2020年10月7日水曜日

究極の自転車屋

 究極かどうか分からないが、以前、岡山の河原さんが名付けた自転車屋の話である。

その前に、既に40年前になるが、浜松に居た頃、小栗自転車店を何度か尋ねた。
きっかけはラレーロードスターに付いていたスターメイ・アーチャーの内装ハブが故障して、どこの店に行っても修理ができないと断られていたが、あるバイク屋さんを訪ねたところ、腕のいい自転車店を知っていて、浜松市鴨江の小栗自転車店を紹介してくれた。

或日、小栗自転車店を訪れた。店主は小栗幸平さんと言って、この時すでに83歳のご高齢であった。まず驚いたことは店の佇まいで、一般の自転車ショップのイメージからまったくかけ離れた店であった。店内に新品の自転車が置かれていないこと、床は土間であった。天井から古いフレームが何本も下がっていたり、中古の自転車が数台置いてあった程度。修理用の大きな作業台には万力があり、土間には確かフイゴのようなもがあった。昔の鍛冶屋のことは知らないが、たぶんそのイメージに近い店である。
小栗さんは釣りが趣味で、釣から帰ってきたところで、スターメイ・アーチャーの内装ハブの修理依頼をした。早速、快諾をいただき、その日は自転車を預けて帰る。
数日後に、店へ行ったところ、既に修理は終わっていて、完璧に直っていた。これがきっかけで小栗さんと親しくなり、中古車だが2台この店で購入した。1台は昭和22年製の岡本ノーリツ号で、これは天井から下がっていたフレームに適当な部品を組み合わせ作っていただいた。もう1台はこれも昭和20年頃のフレームで、形状は十字号のような形であった。
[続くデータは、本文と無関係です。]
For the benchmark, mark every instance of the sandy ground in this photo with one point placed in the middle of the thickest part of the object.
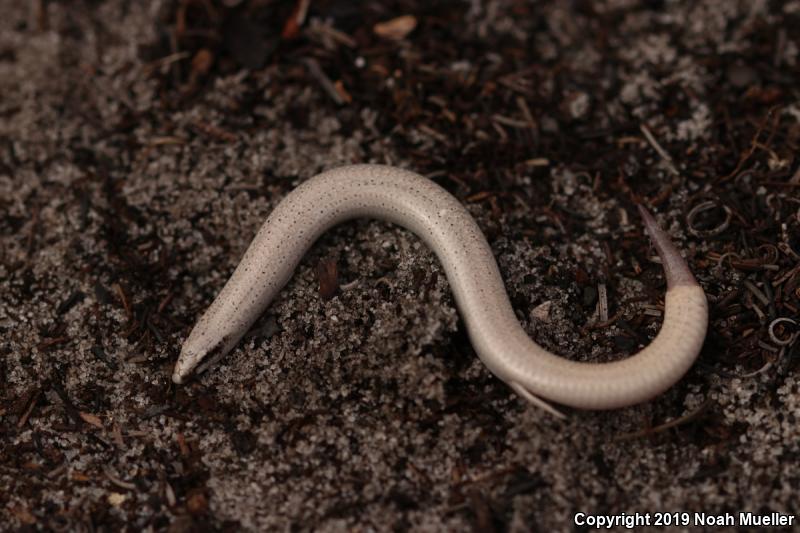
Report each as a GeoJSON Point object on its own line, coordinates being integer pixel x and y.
{"type": "Point", "coordinates": [133, 176]}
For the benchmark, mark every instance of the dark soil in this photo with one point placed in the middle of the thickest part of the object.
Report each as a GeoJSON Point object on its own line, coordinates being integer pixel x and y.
{"type": "Point", "coordinates": [142, 144]}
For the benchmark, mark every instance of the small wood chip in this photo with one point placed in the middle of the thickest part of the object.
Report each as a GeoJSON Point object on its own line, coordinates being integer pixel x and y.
{"type": "Point", "coordinates": [397, 28]}
{"type": "Point", "coordinates": [91, 419]}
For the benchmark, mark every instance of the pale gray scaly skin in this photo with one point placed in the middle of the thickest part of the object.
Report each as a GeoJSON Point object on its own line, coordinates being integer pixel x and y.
{"type": "Point", "coordinates": [425, 208]}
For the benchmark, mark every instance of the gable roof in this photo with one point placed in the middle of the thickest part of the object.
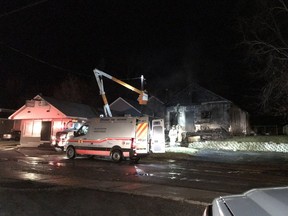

小栗自転車店も河原さんが言った、究極に近い自転車屋であろう。

次に本題の河原さんの話である。
先ずは、河原さんから頂いた手紙(1994年)の内容だ。

・・・ところで、以前お話ししました「究極の自転車屋」の件ですが、いわき市小名浜に行きまして、記憶を頼りに右往左往しましたが、それらしい店がありません。仕方なく近所の自転車屋に聞きますと「都市計画で道が拡がり、家を壊して、その土地を新しく買った人が散髪屋にしている」との返事。翌朝もう一軒の古い自転車屋を尋ねましたところ「それは本家で、あなたが言っている店はもう少し先に、何十年前に移転して、今でもあるヨ」とのこと。すぐ車を飛ばして行くと「アッタアッタ」道は広くなり派出所やセブンイレブンが出来て、すっかり雰囲気は変わっていましたが、反対側だったので、都市計画の工事からは外れ、2年前尋ねた時と変わらぬ“箱崎自転車店”がありました。
60才以上ではあるが、かくしゃくとした店主も居られました。事情を話して、写真を取り直したり「ふいご」を見せてもらった上、古い錠前2つと今では完全に見られなくなった(終戦の頃まで私も使ったことがある)ハンガータップという工具を頂戴致し「全国では唯一の仕事場ですから末長く、このまま保存して下さい」と、厚かましくお願いして、その足で三元車で有名な桑折町追分の五代目鈴木三元さんを尋ねました・・・。

箱崎自転車店

河原さんが撮ったこの写真を見るとまさに究極の自転車屋の意味が分かる気がする。どう見ても鍛冶屋さんである。自転車や農機具などの修理をしていた感じがする。
だいぶ前の話になるが、神奈川県の厚木にあった加藤自転車商店(創業は明治40年頃)は昔、鍛冶屋をしていて、その後自転車店をはじめたと聞いている。
加藤自転車商店も箱崎自転車店も小栗自転車店も現在は無い。さみしい限りである。
グーグルのストリートビューで箱崎自転車店と小栗自転車店を調べたが、その面影はまったくなくなっていた。